Fig. 8. RDEB beyond skin and mucosa.

a Receiver operating characteristic (ROC) curves prediction of IscorEB, % wound area, SCC incidence, TXB2 and PGE2 level in RDEB patients. Prediction is based on Inflammation Immunity Score (IIS) data. The Y-axis shows the true prediction, while the X-axis shows false prediction. Curves are mean ± SD of curves coordinates obtained following 50 prediction iterations with independent training/validation cohort sampling. Mean area under the curve ± SD are indicated on graph. b PCA of RDEB adults IIS. Patients are distributed in 2 significant clusters. Clustering significance was determined using Permutational multivariate analysis of variance (PERMANOVA), and p-value is indicated on the graph. c Cytokines levels (pg/ml) in RDEB adults sera based on PCA clustering (upper panel). Relative abundance of eicosanoids (lower panel), presented as relative abundance/ml of sera.

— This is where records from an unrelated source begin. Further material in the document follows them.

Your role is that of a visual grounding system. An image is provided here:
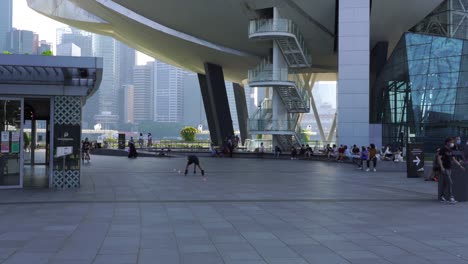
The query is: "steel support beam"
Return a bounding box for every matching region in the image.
[232,83,249,145]
[198,63,234,146]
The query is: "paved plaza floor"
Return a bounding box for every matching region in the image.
[0,156,468,264]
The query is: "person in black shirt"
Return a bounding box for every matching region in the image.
[184,155,205,176]
[437,138,465,203]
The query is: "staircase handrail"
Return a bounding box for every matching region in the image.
[249,18,311,64]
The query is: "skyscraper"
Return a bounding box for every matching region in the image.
[37,40,52,54]
[0,0,13,51]
[93,35,119,129]
[57,27,93,57]
[122,85,135,123]
[56,43,81,57]
[183,72,208,129]
[5,28,37,54]
[133,62,155,123]
[56,27,99,129]
[154,61,186,123]
[117,42,136,124]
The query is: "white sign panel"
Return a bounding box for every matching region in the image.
[2,131,10,142]
[57,146,73,157]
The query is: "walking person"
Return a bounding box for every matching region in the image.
[148,133,153,148]
[275,145,281,158]
[184,155,205,176]
[138,133,143,148]
[438,138,465,204]
[291,146,297,160]
[227,136,234,158]
[128,137,138,158]
[359,146,369,170]
[366,144,377,171]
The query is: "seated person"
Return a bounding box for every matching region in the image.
[351,145,361,163]
[291,147,297,160]
[393,148,403,162]
[304,145,314,159]
[382,146,393,160]
[336,145,346,161]
[328,144,338,159]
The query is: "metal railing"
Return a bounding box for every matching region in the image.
[250,98,273,119]
[249,119,297,132]
[249,18,311,63]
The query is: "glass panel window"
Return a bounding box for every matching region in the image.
[0,99,23,188]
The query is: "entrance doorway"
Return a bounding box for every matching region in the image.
[0,98,23,189]
[23,98,51,188]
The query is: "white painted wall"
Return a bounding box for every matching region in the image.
[337,0,372,146]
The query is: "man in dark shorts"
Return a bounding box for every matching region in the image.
[437,138,465,204]
[184,155,205,176]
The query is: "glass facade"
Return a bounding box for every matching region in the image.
[410,0,468,39]
[372,33,468,151]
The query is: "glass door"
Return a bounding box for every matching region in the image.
[0,98,23,189]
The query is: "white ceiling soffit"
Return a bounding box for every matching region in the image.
[371,0,444,53]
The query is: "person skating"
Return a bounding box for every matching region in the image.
[184,155,205,176]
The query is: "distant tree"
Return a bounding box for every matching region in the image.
[300,129,310,142]
[41,50,54,56]
[138,121,184,139]
[180,127,198,142]
[23,132,31,150]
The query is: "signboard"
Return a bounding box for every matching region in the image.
[119,133,125,149]
[1,131,10,153]
[406,143,424,178]
[11,132,20,153]
[11,132,20,142]
[56,146,73,157]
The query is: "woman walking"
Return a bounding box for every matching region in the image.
[366,144,377,171]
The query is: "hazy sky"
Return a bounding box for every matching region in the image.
[13,0,153,64]
[13,0,66,48]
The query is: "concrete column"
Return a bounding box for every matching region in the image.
[272,42,288,120]
[337,0,372,146]
[198,63,234,146]
[232,83,249,146]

Results are presented in scattered plots as mean values ± SEM from 8 RDEB adults (cluster 1) and 4 RDEB adults (cluster 2). Statistical analyses were performed with two-sided unpaired t-test. Asterisks represent the significant differences (**p < 0.01, ***p < 0.001, ****p < 0.0001). Source data are provided as a Source Data file.